Agave bottom leaves dying does not mean the whole plant is in jeopardy. You can cut off the bottom, which is dying out and throw them away and give the mother plant a little relief from excessively trying to rejuvenate the dying plants. These plants are easy to keep and should not be given the excess of anything to begin with. Keep the water tables low in the soil and give them the right soil to work with. They should not be stuck with absorbent soil, which packs them with wager at all times. This will only make them prone to having rotting roots, which will, in turn, destroy the whole plant. Keep the plant in check and, most importantly, give them a lot of sunlight and place them where they are sufficiently provided with sunlight to work in their way of producing the best kind of results. 

How to plant more agave plants? 

Agave plants are pretty easy plants, and they are easy to reproduce as well. They don’t mostly reproduce easily when left alone, but an owner can help them out and make great new plants which in turn make more. It’s a continuous cycle that makes more plants out of a single mother plant, but this only happens when the plant pups and flowers are cut right and are not randomly slashed off. Some tutorials exist, and they clearly explain how you should cut off stems and plants them into the soil. There are simple techniques that will help you maintain the plant as well. 

Make sure you let them have enough sunlight and a very minimal amount of water, so they don’t end up being waterlogged and made into a sad mess. 
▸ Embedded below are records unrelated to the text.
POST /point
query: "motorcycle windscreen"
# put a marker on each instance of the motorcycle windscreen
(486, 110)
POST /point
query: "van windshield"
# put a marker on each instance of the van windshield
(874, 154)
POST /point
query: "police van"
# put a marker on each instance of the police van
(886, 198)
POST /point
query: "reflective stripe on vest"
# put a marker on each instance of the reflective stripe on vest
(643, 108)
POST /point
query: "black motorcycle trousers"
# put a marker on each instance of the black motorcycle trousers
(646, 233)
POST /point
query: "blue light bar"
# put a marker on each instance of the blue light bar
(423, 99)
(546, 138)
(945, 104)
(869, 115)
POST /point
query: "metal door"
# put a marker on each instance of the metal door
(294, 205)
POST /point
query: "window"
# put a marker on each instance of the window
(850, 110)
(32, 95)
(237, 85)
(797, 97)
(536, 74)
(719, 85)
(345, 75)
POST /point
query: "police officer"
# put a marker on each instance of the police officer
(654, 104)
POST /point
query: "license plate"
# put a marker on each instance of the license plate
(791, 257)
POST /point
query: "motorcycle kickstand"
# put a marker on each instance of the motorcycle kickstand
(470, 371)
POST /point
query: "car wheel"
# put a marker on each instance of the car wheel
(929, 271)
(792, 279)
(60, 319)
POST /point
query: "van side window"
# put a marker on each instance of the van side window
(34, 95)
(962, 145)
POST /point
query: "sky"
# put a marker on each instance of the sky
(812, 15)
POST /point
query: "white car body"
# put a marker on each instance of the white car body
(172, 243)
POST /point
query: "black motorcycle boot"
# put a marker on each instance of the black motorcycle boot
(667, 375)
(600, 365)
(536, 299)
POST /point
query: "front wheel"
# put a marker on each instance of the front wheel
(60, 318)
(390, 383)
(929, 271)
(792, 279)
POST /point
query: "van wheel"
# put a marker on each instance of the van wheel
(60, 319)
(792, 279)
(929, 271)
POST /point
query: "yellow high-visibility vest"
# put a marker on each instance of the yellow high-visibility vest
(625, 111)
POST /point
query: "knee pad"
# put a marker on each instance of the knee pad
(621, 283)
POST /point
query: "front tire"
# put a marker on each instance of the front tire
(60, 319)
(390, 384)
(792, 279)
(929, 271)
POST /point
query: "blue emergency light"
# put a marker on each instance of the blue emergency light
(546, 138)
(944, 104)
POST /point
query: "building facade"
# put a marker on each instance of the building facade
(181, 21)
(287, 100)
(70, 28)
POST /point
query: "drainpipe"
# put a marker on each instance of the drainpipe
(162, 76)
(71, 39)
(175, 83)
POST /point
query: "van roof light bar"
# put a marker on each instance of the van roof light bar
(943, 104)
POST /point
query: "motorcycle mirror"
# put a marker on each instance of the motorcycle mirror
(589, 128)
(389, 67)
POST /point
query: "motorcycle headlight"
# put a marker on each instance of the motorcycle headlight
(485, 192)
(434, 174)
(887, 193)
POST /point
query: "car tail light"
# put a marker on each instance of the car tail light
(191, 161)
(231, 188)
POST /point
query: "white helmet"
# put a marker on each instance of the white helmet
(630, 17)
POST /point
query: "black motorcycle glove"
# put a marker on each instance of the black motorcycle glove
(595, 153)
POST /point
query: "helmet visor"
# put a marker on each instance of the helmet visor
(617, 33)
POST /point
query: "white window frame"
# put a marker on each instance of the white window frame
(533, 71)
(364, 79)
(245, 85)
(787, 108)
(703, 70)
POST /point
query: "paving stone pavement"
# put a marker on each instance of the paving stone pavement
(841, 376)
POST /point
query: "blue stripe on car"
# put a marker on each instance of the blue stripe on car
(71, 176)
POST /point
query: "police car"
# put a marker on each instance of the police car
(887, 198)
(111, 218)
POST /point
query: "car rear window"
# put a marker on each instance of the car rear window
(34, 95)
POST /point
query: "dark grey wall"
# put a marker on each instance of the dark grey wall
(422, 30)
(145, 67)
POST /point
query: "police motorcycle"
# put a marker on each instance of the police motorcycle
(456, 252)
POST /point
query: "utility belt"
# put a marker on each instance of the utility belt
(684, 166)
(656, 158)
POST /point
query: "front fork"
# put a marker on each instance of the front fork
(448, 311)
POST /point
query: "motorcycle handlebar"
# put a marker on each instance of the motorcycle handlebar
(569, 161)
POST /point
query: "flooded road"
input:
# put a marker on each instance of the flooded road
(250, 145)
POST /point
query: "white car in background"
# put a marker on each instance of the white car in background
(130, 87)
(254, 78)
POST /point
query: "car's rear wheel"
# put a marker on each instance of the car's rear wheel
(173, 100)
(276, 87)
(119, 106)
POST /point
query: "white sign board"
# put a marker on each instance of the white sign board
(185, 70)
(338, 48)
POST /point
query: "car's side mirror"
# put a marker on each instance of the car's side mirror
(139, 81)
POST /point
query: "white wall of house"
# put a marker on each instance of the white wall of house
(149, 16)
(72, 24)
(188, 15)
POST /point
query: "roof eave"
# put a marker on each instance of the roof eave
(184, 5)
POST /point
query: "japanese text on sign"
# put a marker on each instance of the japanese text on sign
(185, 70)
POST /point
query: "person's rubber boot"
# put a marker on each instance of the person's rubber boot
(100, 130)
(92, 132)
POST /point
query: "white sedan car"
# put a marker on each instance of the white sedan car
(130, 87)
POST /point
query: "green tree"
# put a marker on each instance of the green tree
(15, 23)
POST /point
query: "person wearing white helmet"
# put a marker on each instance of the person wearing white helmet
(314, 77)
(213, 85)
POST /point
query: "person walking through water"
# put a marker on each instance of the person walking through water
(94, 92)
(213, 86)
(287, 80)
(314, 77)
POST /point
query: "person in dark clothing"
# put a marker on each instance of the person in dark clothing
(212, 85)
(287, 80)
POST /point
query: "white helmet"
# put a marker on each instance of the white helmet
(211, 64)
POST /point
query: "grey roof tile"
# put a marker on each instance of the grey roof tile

How long can agave plants live? 

Agave plants mostly live very long lives and are known as century plants. Some of them only produce one flower or offspring before they die out, and there may be different species that make multiple more. These will be easy to handle if the right type of plant is planted into the soil and have the correct type of sunlight and water ratio, also. Don’t forget to change the soil if your agave is in a pot; make it a yearly ritual. It’ll help the plant thrive a lot more.